Burası bir ilim yeriydi. Müziğin en büyük üstadları, burada  buluşarak, eski zamanlardan kalma en muhteşem san’at dallarından birini yok olmaktan kurtarmak ve onu şanlı mazinin bir hatırası olarak gelecek nesillere aktarmakla görevliydiler. İşleri zordu. Adeta “restoratör mimar” gibiydiler. Şekli bozulmuş, yıkılmış, hatta yok olmuş bir binanın  taşları ile o binayı yeniden ayağa kaldırmak gibi ağır bir sorumluluk taşıyorlardı. Eski müziğimiz sanki İskenderiye feneri'ydi ve bu hey’et onu bir depremle düştüğü denizden bulup çıkaracak, eksiğini gediğini tamamlayarak yerine dikecekti.

Haftada iki gün toplanıyorlardı. Toplantı birkaç saat sürüyordu. Özel kolleksiyonlardan getirilen eserler tartışılıyor, temize çekiliyor ve yayına hazırlanıyordu. Üstadların herbirinin yıllarca topladıkları eserlerden oluşan kendi kolleksiyonları vardı. Herkes, her hafta, birkaç eser seçer komisyona getirirdi. Bunlar genellikle batı notası ile yazılmış, bazen Hamparsum notası ile kaleme alınmış nadide parçalardı. 
Sultan III. Selim’in, Ebubekir Ağa, Şakir Ağa, Abdülhalim Ağa, Zaharya  gibi 17 ve 18. yüzyıl bestekarlarının eserleri, daha sonra neoklasik devrin Hacı Arif bey, Şevki bey, Hacı Faik bey, Ahmet Rasim gibi 19 ve 20. yüzyıl başlarında yaşamış bestekarların pek çoğu unutulmuş eseri böylece bu toplantılarda ortaya çıkarılmıştı. Eserlerin son tashihlerini genellikle Refik Fersan yapıyor ve Nuri Duyguer de son defa notaya alıyordu. Bu şekilde yapılan çalışma ile o yıllarda sanırım 26 fasikül nota Konservatuvar tarafından yayınlandı.

Aslına bakarsanız bu heyet çalışmazdı !.. Masanın başı ile son bölümü birbirinden ayrılmıştı. En önde oturan Hocam Sadeddin Heper, sessiz ve az konuşan bir insandı, kimseye laf yetiştirme derdine düşmez, son kelamın sırasını beklerdi. Onun sağında oturan Refi’ Cevad bey ise tersine aşırı konuşkan bir zattı. Musiki ile ilişkisi o yıllarda Milliyette yayınlanan günlük makale’lerden öteye geçmezdi. Ancak daha çok Ulunay soyadı ile tanınan bu değerli büyüğümüz fevkalade meclisârâ bir insandı, yani kültürü, sohbeti, konuların en çarpıcı yönünü bulmaktaki olağanüstü ustalığı ile her mecliste aranan bir kişiydi.

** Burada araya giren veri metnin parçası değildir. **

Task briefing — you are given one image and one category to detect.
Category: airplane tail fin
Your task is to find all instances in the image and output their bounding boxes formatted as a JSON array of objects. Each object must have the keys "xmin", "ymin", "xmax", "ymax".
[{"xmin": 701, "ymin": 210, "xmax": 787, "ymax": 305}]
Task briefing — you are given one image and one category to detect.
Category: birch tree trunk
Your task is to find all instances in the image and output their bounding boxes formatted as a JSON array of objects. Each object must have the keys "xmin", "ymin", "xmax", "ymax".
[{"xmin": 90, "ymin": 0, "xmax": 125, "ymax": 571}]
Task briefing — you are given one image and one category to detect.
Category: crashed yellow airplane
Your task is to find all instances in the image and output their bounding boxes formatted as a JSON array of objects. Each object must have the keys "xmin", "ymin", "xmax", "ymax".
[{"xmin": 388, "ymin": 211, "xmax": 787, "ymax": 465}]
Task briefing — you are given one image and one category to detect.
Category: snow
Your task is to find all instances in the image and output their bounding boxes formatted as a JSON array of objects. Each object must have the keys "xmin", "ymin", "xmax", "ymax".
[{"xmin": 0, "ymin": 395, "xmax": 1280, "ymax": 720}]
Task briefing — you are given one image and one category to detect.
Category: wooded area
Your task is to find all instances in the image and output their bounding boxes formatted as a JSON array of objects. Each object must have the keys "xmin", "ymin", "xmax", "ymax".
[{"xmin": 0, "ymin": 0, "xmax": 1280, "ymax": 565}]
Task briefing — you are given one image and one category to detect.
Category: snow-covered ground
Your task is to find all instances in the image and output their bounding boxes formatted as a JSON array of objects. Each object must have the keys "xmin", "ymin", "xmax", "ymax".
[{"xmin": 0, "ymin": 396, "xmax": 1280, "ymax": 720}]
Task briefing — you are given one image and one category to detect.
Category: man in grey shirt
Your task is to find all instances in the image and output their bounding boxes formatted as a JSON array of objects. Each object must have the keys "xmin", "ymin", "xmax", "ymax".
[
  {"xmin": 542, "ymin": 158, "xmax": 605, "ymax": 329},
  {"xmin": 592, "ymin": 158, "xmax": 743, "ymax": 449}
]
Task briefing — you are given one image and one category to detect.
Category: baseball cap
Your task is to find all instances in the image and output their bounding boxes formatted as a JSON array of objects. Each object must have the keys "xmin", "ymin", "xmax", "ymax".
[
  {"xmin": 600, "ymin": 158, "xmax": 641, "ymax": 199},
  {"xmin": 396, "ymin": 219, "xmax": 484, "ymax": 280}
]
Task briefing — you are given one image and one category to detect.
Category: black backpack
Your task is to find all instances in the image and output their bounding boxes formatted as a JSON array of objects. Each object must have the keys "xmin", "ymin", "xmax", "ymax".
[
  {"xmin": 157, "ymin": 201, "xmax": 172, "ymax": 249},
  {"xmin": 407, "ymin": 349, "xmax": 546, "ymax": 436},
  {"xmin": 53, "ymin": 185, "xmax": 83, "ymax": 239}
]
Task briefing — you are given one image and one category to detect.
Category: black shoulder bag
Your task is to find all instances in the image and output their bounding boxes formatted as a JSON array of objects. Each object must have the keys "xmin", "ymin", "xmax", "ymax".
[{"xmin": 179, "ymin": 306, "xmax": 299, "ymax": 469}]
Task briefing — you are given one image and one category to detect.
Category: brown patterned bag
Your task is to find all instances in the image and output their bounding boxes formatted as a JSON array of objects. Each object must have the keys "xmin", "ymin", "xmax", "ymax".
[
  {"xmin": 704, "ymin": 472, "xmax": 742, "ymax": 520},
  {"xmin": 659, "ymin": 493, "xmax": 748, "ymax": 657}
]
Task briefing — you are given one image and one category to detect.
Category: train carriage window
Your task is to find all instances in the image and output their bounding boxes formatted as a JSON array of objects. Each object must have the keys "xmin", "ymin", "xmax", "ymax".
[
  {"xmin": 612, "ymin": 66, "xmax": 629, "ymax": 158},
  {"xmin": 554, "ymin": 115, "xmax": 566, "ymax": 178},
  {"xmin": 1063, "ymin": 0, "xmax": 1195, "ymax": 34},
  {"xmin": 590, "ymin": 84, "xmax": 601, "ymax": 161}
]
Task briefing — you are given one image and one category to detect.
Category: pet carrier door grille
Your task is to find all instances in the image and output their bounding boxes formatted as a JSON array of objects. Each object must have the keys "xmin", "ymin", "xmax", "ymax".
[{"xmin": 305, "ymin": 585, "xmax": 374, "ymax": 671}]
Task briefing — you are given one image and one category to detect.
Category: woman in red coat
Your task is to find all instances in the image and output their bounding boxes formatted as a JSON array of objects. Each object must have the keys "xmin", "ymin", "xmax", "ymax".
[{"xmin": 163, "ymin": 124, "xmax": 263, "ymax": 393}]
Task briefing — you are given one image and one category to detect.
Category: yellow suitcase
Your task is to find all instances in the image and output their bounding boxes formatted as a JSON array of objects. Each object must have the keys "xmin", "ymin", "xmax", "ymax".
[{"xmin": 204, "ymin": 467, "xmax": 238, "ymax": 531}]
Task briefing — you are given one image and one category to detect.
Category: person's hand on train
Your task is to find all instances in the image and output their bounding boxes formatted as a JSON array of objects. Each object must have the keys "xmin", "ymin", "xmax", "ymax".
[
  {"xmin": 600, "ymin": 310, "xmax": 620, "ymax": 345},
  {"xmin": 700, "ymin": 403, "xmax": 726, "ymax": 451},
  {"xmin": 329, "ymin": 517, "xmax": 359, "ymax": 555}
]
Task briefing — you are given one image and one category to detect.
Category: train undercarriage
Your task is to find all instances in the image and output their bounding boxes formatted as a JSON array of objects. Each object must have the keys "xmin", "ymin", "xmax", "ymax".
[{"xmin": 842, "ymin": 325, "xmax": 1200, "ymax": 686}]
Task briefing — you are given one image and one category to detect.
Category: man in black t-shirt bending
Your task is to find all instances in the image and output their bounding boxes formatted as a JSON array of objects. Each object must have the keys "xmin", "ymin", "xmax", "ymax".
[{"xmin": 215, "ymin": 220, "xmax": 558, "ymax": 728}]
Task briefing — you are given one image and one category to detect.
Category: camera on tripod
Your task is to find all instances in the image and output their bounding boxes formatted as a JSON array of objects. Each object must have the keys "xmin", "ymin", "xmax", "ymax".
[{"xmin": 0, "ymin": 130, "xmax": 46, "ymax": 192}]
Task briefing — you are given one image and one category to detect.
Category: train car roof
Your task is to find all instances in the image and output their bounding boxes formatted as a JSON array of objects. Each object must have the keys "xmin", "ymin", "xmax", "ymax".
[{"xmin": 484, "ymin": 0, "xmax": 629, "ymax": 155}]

Ref’i Cevad bey’in karşısısnda ise Dürri Turan oturuyordu. O da üstün kültürü ile pek değerli, sözü dinlenir, sevecen bir insanı. Böylece İstanbul Belediye Konservatuvarı “tasnif hey’eti” nin üç üyesi devamlı sohbet eden konuyla fazlaca ilgilenmeyen  kişilerdi. Masanın diğer tarafında oturan Nuri Duyguer ve Refik Fersan ise bu hey'etin çalışan bölümüydü. durmaksızın çalışırlardı. Diğerlerinin sohbetine fazla karışmazlar, bir arı ciddiyeti ile işlerini görürlerdi.  
 
Konservatuvar'ın  “Tasnif hey’eti”nin yanısıra asıl görevi olan eğitim sınıfları ve bir de “icra hey’eti” vardı. İcra hey’eti devrin tanınmış ses ve saz sanatçılarından oluşan 60 kişilik  bir koro’ydu. Harbiye’de eski Şan Sinemasında, kış aylarında onbeş günde bir konser verirlerdi. Münir Nureddin Selçuk ve Kemal Gürses, bazen Emin Ongan, pek nadir olarak da Radife Erten ve Mefharet Yıldırım bu koro'nun şefiğini sırayla yürütürlerdi.

**Münir Nureddin Selçuk’**un yönettiği konserler pek muhteşem olurdu. O sırasında kendisi de solo okur, kendi bestelerini seslendirirdi. Galatasaray Lisesi yıllarında ilk gençliğim bu konserleri izlemekle geçmişti. Anıt konserlerdi onlar, dua gibi, ayin gibi, ibadet gibiydiler.

Ben sonradan o hey’ete kudümzen oldum. Yenikapı Mevlevîhânesi son şeyhi Abdülbaki efendinin oğlu Gavsi Baykara benden önceki kudümzendi. Onun vefatı ile konservatuvarın kudümzenliği bana kalmıştı.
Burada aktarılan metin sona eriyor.